The sequence in the graveyard
at the beginning of this movie laid the groundwork for the sense of unease that
lingered in me for the rest of the film and beyond. The sounds of the dead being deterred from
their final rest churns the undigested goblets of food in my stomach. The screeching of the coffin doors getting
pried open, the rusty hinges threatening to give way and break, the shovel
frantically digging at the ground for the decaying prize underneath, it really
takes me back to the first time I saw TCM.
It changed my life.
The first time I saw it I
couldn’t sleep that same night. I tossed
and turned but couldn’t tune out the disturbing images TCM impregnated my
fragile mind with. I watched it by myself,
filled with dread; this was beyond jump scares and cheap gimmicks, and I
couldn’t shake it. I felt anxious. I felt like maybe TCM burst my little safety
bubble.
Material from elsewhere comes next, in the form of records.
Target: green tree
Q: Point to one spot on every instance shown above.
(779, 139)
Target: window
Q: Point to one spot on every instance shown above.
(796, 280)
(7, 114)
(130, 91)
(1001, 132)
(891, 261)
No film has ever rooted itself
more deeply in the pit of my stomach.
And years after feeling the full force of it, and coming back to watch
TCM hundreds of times since, like a junkie coming back for a fix time and time
again, I can confidently say that no movie will ever have that very same effect
on me again. Where my enjoyment of the
macabre was a flirty relationship before, after TCM it was a fully blown
romance. So now you know what to blame!